Editor:
We're in the middle of a drama with the innocent city heroine courted by a mature developer, like the smart, beautiful girl at the dance choosing the first guy making empty promises. The cast includes a starry-eyed planning staff, Planning Commission, City Council, the wise city manager, planning director, chamber, and finally, the Texas interloper.
This is local government in search of process — flirting and dating over seven years — involving a community audience for four years of the pubescent LUCE period followed by the birth of the "Bergamot Plan!"
These plans herald transformation of an industrial area into a "village" with "adaptive re-use particularly in Bergamot Transit Village," "respectful of human, not corporate scale," and "minimizing interaction of vehicles and pedestrian/bicycle activity."
The drama has many dark spots and inconsistencies. The central scene — a 19,000-square-foot public park — is playground to 500 families in "the village" and more living in adjacent neighborhoods. How will they co-mingle in a park the size of two and a half residential lots? It's not really a park, but a parklet.
Another interesting scene is the 49,000-square-foot office floor plates in the "village" — three times the area of Century City floor plates. This exception to recently approved and bloated 35,000 square foot design standards is one of dozens of exceptions in a convoluted plan taking four years to nurture to maturity. Large, flexible office areas attract corporate regional offices employing more people per square foot in "creative" environments requiring more cars in a garage already 1,500 spaces short. Not a problem, those 1,500 continue the drama by searching for curbside spaces in surrounding neighborhoods.
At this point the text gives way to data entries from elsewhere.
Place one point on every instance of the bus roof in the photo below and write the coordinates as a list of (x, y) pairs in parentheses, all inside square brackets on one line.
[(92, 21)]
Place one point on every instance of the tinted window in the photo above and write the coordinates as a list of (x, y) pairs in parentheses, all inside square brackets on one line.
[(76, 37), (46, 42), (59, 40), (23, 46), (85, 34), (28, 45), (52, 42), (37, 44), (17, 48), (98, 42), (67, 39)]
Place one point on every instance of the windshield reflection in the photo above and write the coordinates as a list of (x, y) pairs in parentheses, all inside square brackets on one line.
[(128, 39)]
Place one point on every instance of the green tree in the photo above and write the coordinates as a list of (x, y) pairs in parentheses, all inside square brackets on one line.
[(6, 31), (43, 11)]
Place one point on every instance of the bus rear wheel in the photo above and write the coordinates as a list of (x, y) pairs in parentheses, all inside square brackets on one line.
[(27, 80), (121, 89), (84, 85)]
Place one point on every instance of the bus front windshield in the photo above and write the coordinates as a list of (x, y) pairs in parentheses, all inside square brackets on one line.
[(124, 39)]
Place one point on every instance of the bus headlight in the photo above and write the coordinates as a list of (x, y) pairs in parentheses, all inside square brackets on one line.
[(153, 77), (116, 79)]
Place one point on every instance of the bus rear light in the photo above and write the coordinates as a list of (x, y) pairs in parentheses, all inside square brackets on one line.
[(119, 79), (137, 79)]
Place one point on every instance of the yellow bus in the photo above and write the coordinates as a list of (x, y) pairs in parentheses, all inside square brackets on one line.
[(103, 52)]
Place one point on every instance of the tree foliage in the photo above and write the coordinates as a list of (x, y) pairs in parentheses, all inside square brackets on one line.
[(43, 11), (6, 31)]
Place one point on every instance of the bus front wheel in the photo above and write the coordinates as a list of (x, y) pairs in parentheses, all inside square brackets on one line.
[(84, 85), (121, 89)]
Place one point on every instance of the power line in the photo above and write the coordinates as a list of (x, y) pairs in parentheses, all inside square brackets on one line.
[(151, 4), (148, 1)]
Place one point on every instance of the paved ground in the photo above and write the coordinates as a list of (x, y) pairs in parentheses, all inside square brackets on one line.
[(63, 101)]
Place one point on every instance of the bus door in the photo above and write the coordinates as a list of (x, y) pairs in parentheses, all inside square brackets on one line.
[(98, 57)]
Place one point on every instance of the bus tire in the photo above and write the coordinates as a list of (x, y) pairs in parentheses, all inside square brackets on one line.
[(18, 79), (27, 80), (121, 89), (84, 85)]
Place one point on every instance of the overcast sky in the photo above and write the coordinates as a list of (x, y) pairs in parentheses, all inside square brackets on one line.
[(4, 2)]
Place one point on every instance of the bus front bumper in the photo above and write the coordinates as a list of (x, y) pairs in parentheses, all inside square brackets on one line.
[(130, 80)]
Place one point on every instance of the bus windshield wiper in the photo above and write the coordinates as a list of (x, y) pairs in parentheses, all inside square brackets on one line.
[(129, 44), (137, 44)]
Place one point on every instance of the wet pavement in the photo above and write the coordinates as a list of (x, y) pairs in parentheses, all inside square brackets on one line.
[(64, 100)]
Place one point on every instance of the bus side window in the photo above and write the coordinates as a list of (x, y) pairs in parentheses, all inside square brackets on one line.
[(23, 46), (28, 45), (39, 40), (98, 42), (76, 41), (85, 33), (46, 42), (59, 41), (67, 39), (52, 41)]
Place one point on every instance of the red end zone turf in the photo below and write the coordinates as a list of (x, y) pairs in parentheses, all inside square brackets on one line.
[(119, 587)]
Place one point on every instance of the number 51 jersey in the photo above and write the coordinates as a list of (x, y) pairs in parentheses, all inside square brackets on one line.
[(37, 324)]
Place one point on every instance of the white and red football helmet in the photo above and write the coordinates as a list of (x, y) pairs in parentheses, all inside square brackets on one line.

The biggest drama and inconsistency is backstage with the 2,000-car garage. Entering off Olympic with a sharp right and immediate sharp left turns and stacking space for four will undoubtedly back onto Olympic with fast moving traffic and a bus lane. Don't forget your card key at the entrance.
Drama continues in the final scene of Act I — the afternoon when plus/minus 1,200 cars exit every 10 seconds creating total conflict on a "shared street" mixing cars, cyclists, pedestrians and baby strollers in the active village core described in our illustrious pre-play Bergamot program.
Intermission brings community benefits to share — $2 million annually, half from parking revenue — unless the 70 percent garage shortage of spaces doesn't allow! Is the council willing to prostitute our city for $2 million a year, less than 5 percent of the interloper's annual profit while increasing density 67 percent.
This mouth-dropping play continues with dramatic scenes in Act II including:
• possibilities for adaptive re-use as directed in LUCE and Bergamot plans
• public services and sustainability including emergency response in a gridlocked environment
• massive design and jobs/housing imbalance
• contamination issues
• and ending with referendums and legal trials
But time and space brings this review to an end. Hard to be part of the audience knowing this drama foreshadows innumerable impacts, followed by immeasurable pain in the slow death of our beachfront city.
This is not a play for the faint of heart, but life-long drama in which the city is playing the role of innocent bystander.
Why does planning staff propose and support glaring inconsistencies? Does our government blindly accept these development proposals — questioning only details rather than big pictures?
Taking seven long years of time and energy on the part of the public, council and developer to reach a climax. Will the fair lady be mistreated or escape with her honor? Will she end with a dagger in her heart or have the courage and dignity after seven years of submissiveness to "just say no?" Quoting from an L.A. Times letter, "Santa Monica may be an urban planner's dream, but for the rest of us it's become a nightmare."